Politicians from North Dakota and Minnesota split their support along party lines for a broad overhaul of the American tax system, with Republicans cheering what they see as a big economic booster. But Democrats questioned its estimated $1.5 trillion bottom line as well as benefits to corporations and America's wealthiest.
"I've been almost begging Republicans to work with me on a bipartisan bill that could serve North Dakota," Sen. Heidi Heitkamp, D-N.D., said in a prepared statement. "I held meetings in North Dakota on tax reform, and met with top White House officials, including the president, on the issue. Unfortunately, I never got a seat at the table, nor did many others. As a result, it produced a partisan tax bill that hurts North Dakota and is full of broken promises to the American people."
Heitkamp was joined in opposition by every Democrat in the Senate, including Al Franken and Amy Klobuchar, both of Minnesota. Klobuchar echoed Heitkamp's frustration with the bill's drafting process on Twitter, calling for "bipartisan fixes" and criticizing the midnight voting process that led to its passage.
Republicans were far more bullish on the bill. Sen. John Hoeven, R-N.D., lauded the bill as an important set of tax cuts that "lowers rates across the board."
"This tax relief plan, coupled with regulatory relief, will unleash economic growth to grow wages and income, as well as government revenues," he said in a statement. "This tax relief bill is good for America and good for North Dakota."
Most of the criticism of the bill has centered on who will benefit most. Though package will make corporate tax cuts that are permanent, though will not do so for individuals, and eliminated a key provision of the Affordable Care Act that requires people to purchase health insurance. Rep. Collin Peterson, D-Minn., argued that some earners will see tax increases if they "face high medical expenses, pay high state and local taxes, or have families with many children."
"This bill was a missed opportunity to promote real economic growth, simplify our tax code and help the middle class," he said in a statement.

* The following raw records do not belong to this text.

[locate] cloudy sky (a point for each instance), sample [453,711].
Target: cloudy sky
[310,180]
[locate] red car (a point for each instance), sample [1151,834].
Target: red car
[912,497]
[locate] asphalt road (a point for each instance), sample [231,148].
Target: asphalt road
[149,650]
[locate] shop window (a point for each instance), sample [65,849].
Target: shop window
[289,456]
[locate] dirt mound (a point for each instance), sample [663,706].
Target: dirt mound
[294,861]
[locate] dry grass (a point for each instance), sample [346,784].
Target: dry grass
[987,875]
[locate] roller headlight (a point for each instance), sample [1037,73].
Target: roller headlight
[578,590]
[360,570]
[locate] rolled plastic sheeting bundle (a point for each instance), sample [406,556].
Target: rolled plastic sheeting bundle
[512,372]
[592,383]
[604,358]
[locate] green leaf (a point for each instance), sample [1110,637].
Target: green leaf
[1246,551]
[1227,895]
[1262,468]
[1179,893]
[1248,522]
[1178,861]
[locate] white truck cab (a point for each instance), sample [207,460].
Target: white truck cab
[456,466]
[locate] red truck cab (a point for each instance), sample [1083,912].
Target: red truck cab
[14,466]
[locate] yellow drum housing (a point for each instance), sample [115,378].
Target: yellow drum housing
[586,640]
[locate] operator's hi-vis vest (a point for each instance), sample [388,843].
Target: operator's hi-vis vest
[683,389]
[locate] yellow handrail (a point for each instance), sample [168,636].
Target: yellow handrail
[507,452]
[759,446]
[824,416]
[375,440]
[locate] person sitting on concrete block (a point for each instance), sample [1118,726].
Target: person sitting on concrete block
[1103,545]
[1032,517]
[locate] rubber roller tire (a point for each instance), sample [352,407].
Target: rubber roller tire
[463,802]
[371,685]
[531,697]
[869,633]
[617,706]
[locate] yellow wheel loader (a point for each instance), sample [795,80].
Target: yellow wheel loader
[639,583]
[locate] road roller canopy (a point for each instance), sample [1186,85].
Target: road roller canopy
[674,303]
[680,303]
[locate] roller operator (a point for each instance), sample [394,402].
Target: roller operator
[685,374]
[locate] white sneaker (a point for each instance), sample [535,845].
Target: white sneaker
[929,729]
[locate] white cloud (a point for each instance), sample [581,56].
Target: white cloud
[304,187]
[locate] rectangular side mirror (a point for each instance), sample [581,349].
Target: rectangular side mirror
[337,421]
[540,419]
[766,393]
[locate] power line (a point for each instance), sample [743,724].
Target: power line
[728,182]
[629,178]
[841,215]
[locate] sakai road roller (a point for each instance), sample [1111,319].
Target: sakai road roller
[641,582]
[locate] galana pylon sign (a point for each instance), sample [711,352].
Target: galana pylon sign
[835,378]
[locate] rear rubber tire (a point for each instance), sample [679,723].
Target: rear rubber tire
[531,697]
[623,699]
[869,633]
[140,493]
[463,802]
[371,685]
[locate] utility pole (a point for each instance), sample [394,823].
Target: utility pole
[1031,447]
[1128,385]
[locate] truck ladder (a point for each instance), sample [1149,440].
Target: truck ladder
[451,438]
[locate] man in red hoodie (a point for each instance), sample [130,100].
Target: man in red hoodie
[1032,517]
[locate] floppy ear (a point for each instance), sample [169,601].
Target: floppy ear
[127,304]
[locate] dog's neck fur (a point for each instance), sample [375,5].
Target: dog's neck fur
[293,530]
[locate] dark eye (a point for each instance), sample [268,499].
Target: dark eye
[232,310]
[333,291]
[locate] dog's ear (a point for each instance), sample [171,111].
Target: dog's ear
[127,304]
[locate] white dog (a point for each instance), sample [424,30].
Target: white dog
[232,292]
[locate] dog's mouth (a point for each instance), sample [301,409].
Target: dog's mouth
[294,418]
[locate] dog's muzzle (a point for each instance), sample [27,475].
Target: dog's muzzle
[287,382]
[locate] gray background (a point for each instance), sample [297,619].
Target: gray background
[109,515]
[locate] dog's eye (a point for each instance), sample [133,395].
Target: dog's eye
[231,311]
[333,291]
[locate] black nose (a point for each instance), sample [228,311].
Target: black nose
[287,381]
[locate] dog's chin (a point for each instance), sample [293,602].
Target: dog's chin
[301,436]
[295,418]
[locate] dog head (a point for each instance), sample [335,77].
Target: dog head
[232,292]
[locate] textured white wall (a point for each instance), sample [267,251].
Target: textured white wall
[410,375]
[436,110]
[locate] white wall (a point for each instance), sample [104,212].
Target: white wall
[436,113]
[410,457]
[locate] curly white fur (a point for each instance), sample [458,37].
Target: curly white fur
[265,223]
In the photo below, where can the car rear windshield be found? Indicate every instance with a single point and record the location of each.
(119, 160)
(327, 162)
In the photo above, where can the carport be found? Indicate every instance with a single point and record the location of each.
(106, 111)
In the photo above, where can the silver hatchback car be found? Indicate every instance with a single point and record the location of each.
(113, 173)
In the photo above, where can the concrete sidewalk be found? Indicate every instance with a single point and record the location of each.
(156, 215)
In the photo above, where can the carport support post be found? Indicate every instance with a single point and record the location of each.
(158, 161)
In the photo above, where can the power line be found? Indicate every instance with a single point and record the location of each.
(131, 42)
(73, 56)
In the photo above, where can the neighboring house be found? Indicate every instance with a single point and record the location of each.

Peterson voted yesterday alongside Rep. Kevin Cramer, R-N.D., in a House vote that had to be redone after the discovery that some provisions in the bill violate Senate rules. The package passed on a re-vote today, and will head to President Donald Trump's desk for a signature.
"Today's a truly historic moment for Congress, for our country, and for the conservative values of small government that so many of us stand on," Cramer said in a statement. "Putting money back into local economies where it belongs is the best Christmas gift Washington can give, and I was glad to support Congressional Republicans and President Trump in bringing tax cuts to the people of North Dakota."